State-of-the-Art Text Embeddings
https://www.sbert.net
Apache License 2.0
15.35k stars 2.48k forks source link

Fast tokenizer for stsb-xlm-r-multilingual model #860

Open Matthieu-Tinycoaching opened 3 years ago

Matthieu-Tinycoaching commented 3 years ago

Hi,

I am blocked with low latency response due to tokenizer computation from stsb-xlm-r-multilingual model.

Could anyone have an idea on how to get a fast tokenizer for stsb-xlm-r-multilingual model ?

Is there any way to run tokenizer on GPU ?

Thanks!

nreimers commented 3 years ago

When you use Huggingface transformers v4, the fast tokenizer should be used by default.

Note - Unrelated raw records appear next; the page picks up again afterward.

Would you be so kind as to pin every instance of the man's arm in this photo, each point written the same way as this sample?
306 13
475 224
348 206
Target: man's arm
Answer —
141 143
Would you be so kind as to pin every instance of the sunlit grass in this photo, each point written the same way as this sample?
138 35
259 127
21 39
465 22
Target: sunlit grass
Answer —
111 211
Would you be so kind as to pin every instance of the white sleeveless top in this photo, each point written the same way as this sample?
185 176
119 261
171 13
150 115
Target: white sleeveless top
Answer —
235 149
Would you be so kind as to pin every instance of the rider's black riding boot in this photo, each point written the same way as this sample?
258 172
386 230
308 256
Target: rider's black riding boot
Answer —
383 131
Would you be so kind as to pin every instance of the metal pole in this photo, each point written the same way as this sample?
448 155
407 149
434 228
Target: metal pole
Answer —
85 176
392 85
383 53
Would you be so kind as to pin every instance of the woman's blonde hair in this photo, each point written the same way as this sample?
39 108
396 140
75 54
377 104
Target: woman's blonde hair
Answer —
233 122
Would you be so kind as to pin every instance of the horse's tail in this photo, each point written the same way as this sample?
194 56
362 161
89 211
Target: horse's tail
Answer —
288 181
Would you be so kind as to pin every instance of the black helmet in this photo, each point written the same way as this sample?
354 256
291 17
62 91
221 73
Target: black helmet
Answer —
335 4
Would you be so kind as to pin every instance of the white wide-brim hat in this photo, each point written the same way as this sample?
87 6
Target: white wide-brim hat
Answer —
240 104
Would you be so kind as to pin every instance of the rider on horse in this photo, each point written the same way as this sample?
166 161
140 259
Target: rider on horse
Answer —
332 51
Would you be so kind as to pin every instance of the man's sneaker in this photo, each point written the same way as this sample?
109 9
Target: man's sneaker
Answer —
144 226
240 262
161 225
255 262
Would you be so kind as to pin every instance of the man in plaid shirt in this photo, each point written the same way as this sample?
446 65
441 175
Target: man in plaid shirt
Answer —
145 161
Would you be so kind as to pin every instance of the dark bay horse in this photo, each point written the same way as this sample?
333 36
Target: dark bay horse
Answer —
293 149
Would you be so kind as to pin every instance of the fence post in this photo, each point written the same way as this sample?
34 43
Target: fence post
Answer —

There is a fast tokenizer available for XLM-R: https://huggingface.co/transformers/model_doc/xlmroberta.html#xlmrobertatokenizerfast

You can check the tokenizer like this:

print(type(model.tokenizer))

Running tokenizer on GPU is not possible (and not sensible).

Matthieu-Tinycoaching commented 3 years ago

Hi @nreimers

You mean this code instead?:

from transformers import AutoTokenizer

model_name = "sentence-transformers/stsb-xlm-r-multilingual"
tokenizer = AutoTokenizer.from_pretrained(model_name, use_fast=True)
print(type(tokenizer))

And I got the following answer: <class 'transformers.models.xlm_roberta.tokenization_xlm_roberta_fast.XLMRobertaTokenizerFast'>

So this means I already use the xlmrobertatokenizerfast?

Is there an increase of speed if I use Sentence-Transformers instead of HuggingFace Models Repository for the stsb-xlm-r-multilingual model (https://huggingface.co/sentence-transformers/stsb-xlm-r-multilingual)?

nreimers commented 3 years ago

Yes, you use the TokenizerFast.

Speedup: Not necessarily. Sentence Transformers relies on the Tokenizer & Model from HF Transformers. It does some optimizations to reduce the padding and compute overhead when you encode a larger batch of sentences. But speed will be about the same.